Let's begin shall we

1. I know I haven't blogged in ages. I have no real excuses except I've spent the last month working these cases and cleaning pee.

2. Speaking of pee. I really wanna take a big huge Sams club bottle of antibacterial hand sanitizer and apply two coats onto my rug thanks to this mutha

 

Photobucket

The one to the right. And yes he's an alchy and yes I've confronted him over the matter and no he doesn't care

3. What black man can beat a white women and not get thrown in jail?

 

Obama pounds it

 

4. Soooo let me get this straight I choose to run for Student Government President. Me and my mom spend mad cash on all the glitter and construction paper you can imagine but I lose to John Doe............AND I SIT HERE , BREAK OUT MY RECIEPTS FROM WALGREENS, CVS AND TARGET, GIVE THEM TO JOHN DOE AND ASK JOHN DOE TO REIMBURSE ME FOR THE MONEY I SPENT ON RUNNING AGAINST HIM???????????????????

What type of "FILL IN WHATEVER WORD SUITS YOU" is that Hillary?

Obama better not consider handing that chic a lifetime supply of Always with Wings and a DJ Green Lantern mixtape let alone help pay that chic's campaign debt.

5. 50 done paid somebody to burn down that house while the baby and baby mama were counting sheep......who else finds that kind of sexy?

6. Within the past couple of weeks I've had interaction with two sets of guys. The first being those who are nice and considerate. Those young men who will call me early in the day and ask if I have any plans for the evening. Nothing on the romantic tip, but kind and cordial nonetheless. I appreciate the thought and to those young men I say thank you.

NOW TO THE OTHER GROUP. To those knuckleheaded negroes who seem fit to waste my free anytime minutes (AND YES THEY ARE FREE AND YES YOU ARE WASTING THEM) with the "yeah we gonna hook up" or "yeah i'ma come over" or "yeah who was you with last weekend, where does he live, how do you know him, who you going to see in atl, is it a male or a female etc" allow me to let you know something I know you're lying, I'm just bored!!!!!!!!!!!!!!!

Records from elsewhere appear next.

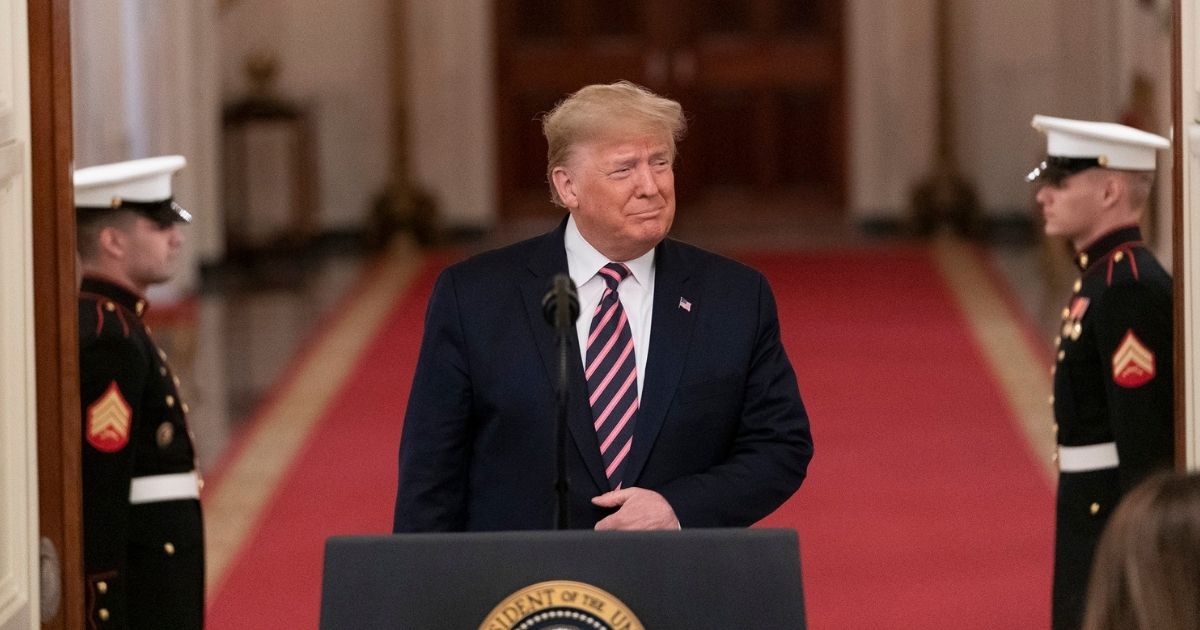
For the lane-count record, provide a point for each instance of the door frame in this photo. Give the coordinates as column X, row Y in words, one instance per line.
column 55, row 328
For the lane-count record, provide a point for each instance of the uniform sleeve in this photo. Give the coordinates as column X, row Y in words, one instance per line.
column 435, row 448
column 772, row 449
column 113, row 375
column 1134, row 339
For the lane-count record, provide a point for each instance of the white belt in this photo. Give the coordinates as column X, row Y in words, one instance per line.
column 1091, row 457
column 165, row 487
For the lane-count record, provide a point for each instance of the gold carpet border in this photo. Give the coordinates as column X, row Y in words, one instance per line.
column 233, row 509
column 1023, row 373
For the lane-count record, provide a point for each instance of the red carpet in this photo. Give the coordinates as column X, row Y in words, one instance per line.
column 923, row 507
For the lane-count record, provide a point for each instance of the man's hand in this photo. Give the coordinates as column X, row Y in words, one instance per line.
column 636, row 509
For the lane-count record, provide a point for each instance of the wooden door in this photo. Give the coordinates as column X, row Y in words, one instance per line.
column 761, row 82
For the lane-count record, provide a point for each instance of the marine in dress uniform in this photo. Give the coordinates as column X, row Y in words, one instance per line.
column 143, row 531
column 1113, row 378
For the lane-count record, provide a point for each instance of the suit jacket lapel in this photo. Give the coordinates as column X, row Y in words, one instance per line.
column 550, row 258
column 670, row 335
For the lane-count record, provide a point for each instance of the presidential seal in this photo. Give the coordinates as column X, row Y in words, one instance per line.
column 561, row 605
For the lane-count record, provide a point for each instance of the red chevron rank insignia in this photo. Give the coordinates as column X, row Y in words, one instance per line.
column 108, row 421
column 1078, row 307
column 1133, row 363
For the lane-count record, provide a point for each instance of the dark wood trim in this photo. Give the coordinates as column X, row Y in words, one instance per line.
column 55, row 336
column 1177, row 241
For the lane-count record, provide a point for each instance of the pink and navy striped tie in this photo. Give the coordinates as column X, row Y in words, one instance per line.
column 611, row 370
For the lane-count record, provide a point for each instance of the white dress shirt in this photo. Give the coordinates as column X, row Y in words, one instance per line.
column 636, row 292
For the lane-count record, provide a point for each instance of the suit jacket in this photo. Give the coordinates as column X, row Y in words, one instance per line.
column 721, row 431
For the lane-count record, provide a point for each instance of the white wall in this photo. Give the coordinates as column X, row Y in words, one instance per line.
column 335, row 58
column 451, row 131
column 893, row 100
column 18, row 414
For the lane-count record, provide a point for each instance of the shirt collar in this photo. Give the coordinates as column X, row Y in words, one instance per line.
column 583, row 262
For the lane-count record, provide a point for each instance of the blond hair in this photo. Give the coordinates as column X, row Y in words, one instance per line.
column 605, row 111
column 1146, row 573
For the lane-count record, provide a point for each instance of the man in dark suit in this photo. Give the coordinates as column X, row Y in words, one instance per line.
column 684, row 409
column 1113, row 379
column 143, row 534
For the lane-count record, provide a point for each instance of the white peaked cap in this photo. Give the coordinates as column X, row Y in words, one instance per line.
column 1113, row 145
column 137, row 180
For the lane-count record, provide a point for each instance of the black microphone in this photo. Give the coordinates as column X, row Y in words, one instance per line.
column 561, row 305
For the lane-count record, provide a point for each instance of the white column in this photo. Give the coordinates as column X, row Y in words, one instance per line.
column 18, row 418
column 1189, row 143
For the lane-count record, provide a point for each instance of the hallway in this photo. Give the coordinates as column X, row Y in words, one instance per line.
column 264, row 353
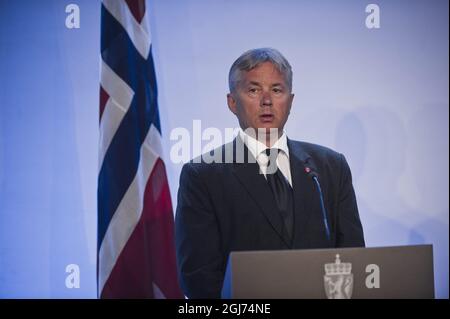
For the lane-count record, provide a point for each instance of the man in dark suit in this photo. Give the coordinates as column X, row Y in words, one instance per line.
column 262, row 191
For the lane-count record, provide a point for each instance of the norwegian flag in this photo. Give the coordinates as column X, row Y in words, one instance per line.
column 136, row 251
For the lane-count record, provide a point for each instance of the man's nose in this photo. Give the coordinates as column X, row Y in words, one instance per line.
column 266, row 99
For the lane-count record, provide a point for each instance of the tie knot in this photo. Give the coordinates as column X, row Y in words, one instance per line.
column 271, row 152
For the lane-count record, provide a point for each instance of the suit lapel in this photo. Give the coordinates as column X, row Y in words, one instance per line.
column 256, row 185
column 303, row 188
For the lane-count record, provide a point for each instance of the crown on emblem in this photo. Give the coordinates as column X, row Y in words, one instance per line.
column 338, row 268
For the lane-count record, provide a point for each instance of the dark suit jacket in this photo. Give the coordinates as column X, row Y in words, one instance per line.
column 225, row 207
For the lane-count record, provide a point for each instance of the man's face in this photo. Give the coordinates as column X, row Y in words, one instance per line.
column 261, row 99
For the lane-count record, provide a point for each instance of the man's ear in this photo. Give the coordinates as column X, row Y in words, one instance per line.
column 231, row 103
column 290, row 102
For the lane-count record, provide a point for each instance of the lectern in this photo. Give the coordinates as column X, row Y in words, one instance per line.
column 343, row 273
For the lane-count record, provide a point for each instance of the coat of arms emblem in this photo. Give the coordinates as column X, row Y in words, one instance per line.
column 338, row 280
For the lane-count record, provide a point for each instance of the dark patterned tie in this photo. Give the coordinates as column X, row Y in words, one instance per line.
column 282, row 192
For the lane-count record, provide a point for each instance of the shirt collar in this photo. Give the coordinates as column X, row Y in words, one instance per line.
column 256, row 147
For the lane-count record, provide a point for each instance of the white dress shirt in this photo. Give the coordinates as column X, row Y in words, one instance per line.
column 258, row 151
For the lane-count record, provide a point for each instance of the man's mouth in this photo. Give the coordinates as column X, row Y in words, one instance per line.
column 266, row 118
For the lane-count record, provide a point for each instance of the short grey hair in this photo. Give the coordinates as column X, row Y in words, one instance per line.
column 253, row 58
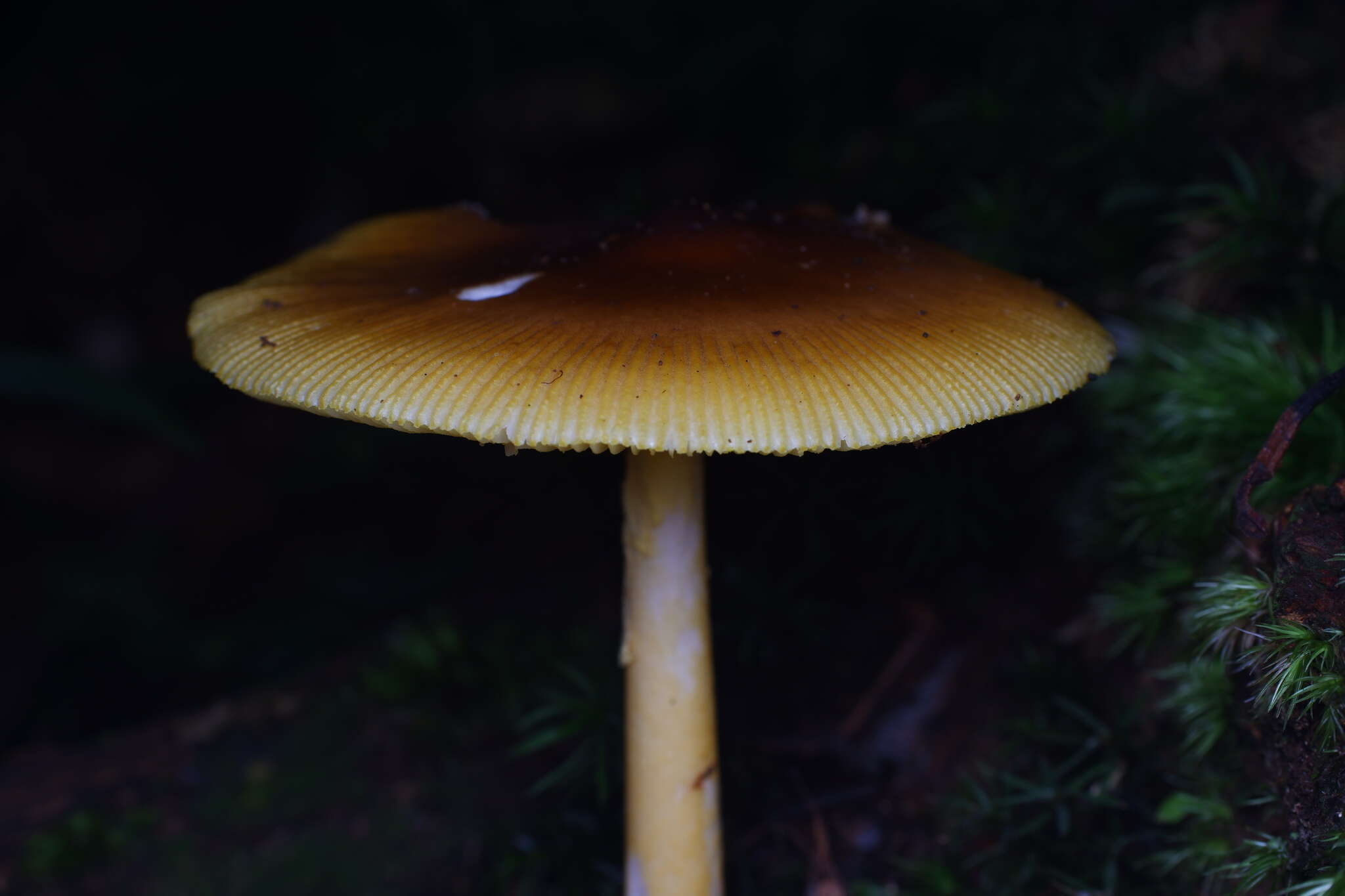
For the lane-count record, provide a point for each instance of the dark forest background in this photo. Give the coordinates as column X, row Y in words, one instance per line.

Henceforth I entertain your bs, but all the while I've already cracked it open

***********TIME OUT.....when's the last time anyone who blogs has used those smileys-LMAO!!!!!!!!!!!!

Let me fill you in on a secret, all of that acting jealous, asking about who I was out with last weekend does nothing for me okay. Its tired and so are you. But until I've re-up'd my squad I'm forced to deal with the rec league ya dig.

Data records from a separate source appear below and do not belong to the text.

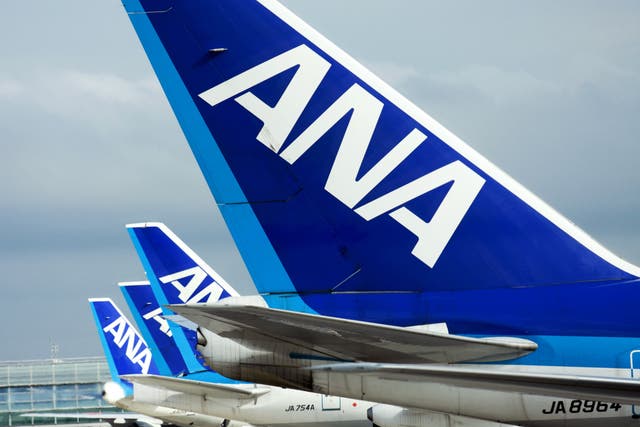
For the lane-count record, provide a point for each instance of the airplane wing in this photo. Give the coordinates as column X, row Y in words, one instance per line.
column 212, row 390
column 120, row 419
column 618, row 390
column 350, row 340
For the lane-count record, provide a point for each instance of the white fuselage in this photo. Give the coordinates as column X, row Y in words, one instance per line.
column 279, row 406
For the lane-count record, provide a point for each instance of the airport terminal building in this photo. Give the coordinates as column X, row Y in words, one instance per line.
column 42, row 388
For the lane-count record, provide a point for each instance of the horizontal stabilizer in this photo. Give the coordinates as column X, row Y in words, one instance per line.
column 606, row 389
column 352, row 340
column 211, row 390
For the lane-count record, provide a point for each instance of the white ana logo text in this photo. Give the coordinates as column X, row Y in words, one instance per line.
column 136, row 351
column 342, row 182
column 189, row 293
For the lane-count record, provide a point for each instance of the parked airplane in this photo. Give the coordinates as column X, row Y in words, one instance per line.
column 356, row 209
column 209, row 393
column 128, row 354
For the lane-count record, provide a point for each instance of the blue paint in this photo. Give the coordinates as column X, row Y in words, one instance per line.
column 105, row 313
column 166, row 355
column 260, row 258
column 507, row 271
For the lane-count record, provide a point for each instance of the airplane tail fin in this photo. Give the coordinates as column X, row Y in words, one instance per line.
column 126, row 351
column 333, row 183
column 177, row 275
column 156, row 330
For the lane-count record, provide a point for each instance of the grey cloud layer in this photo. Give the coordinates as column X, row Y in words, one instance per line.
column 549, row 91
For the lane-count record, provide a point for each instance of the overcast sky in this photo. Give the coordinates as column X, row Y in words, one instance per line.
column 548, row 90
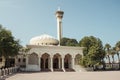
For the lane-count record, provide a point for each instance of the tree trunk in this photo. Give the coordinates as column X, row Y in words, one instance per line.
column 109, row 59
column 113, row 61
column 118, row 59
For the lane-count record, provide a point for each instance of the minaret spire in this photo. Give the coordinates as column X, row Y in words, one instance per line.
column 59, row 16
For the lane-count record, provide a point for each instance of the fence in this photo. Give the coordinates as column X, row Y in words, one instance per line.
column 7, row 71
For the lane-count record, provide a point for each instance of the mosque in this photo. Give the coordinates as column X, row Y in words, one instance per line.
column 46, row 54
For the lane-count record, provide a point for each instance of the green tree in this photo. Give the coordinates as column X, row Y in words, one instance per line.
column 93, row 52
column 68, row 42
column 8, row 45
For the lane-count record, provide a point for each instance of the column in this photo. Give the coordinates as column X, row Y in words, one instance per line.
column 59, row 62
column 51, row 60
column 63, row 64
column 26, row 60
column 73, row 63
column 44, row 60
column 39, row 62
column 0, row 74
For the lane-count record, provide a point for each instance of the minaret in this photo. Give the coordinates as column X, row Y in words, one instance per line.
column 59, row 16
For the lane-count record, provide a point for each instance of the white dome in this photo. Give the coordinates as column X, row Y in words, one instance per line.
column 44, row 40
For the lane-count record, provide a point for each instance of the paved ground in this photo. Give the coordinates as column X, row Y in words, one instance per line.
column 112, row 75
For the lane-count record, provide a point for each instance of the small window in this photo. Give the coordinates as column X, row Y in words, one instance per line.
column 0, row 59
column 24, row 60
column 19, row 60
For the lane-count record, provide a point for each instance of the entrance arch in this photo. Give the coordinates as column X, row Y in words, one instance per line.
column 45, row 61
column 78, row 57
column 33, row 59
column 67, row 61
column 57, row 61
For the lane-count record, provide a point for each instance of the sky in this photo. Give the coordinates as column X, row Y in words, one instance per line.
column 30, row 18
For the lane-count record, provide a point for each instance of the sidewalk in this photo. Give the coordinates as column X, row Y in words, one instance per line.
column 110, row 75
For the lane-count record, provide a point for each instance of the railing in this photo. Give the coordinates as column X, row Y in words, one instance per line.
column 7, row 71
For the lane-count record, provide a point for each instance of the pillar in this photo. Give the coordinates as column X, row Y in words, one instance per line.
column 51, row 60
column 59, row 62
column 63, row 64
column 73, row 62
column 39, row 62
column 44, row 60
column 0, row 74
column 26, row 60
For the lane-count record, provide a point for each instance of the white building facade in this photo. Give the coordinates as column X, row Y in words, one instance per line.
column 46, row 54
column 52, row 58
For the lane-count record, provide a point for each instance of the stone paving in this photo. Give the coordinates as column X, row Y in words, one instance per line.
column 110, row 75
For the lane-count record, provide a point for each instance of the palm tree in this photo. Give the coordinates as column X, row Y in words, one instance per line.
column 107, row 49
column 118, row 49
column 113, row 52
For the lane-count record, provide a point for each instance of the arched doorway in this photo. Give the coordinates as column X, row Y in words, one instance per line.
column 67, row 61
column 45, row 61
column 33, row 59
column 78, row 58
column 57, row 61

7.  Speaking of pee again how many think the R.Kelly case will end in a mistrial?

8. Speaking of garbage HOW MANY FREAKING EPS of House of Payne did Tyler Perry make? Like they've been advertising new eps every weeks since 1994. THAT ISH IS NOT FUNNY!!!!!!

house of payne

9. I would like to formally apologize to a friend who I ruined a crucial turning point in a show that we watch. I honestly thought he was ahead of the game in watching this show (this show being Battlestar Gallactica).

I inadvertenly got excited and sent out messages concerning 4 of the 5 remaining cylons that were shown NOT KNOW that he was also catching up on this show via DVD and had not yet reached this point.

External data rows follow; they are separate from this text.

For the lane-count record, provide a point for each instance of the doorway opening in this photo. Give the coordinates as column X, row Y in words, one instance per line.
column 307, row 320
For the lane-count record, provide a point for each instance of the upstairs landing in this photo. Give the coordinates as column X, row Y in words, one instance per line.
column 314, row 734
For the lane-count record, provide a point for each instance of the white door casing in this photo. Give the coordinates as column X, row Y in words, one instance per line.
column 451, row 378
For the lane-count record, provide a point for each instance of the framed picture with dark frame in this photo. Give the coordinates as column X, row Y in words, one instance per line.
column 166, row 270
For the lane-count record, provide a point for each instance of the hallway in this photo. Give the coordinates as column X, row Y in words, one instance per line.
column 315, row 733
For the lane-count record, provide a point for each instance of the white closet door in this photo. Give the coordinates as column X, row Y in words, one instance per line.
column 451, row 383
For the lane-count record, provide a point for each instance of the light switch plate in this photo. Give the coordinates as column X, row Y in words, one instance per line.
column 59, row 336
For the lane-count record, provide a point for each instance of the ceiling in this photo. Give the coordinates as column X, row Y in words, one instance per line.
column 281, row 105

My bad-LOL...but honestly the freakin XO is a Cylon....................and went out like "f it, I'm an officer in the fleet and if I die today I die as an officer you dirty toasters"

Photobucket

 

**********Yeah I'm into Battlestar Gallatica now, so ummmmm get frakking use to it!!!

10. OHHHHHHHHHHHH did yall hear about this feud b/w Spike Lee and Clint Eastwood.

Yeah I know right crazy okay so look Spike was like "Clint black people were in Iwo Jima you racist hag"

and Clint was like "look here you 2 foot nearsighted midget yeah black folks were there but the movie is about the people who put up the flag and they were white so respect your elders"

and Spike was all "wait a minute you old fart, we aint' on no plantation and you ain't my daddy. you could have had idris elba and wood harris play extras in the background"

and Clint was like "you better recognize fool, don't you know my main chic is a sista so don't come up in here talking all of this and that young gun. I run this ish right here. Let me see your Oscars"

and then Spike got quiet

the end!!!!!!!!!!!!!!!!!!!!!!!!!!!!!!!!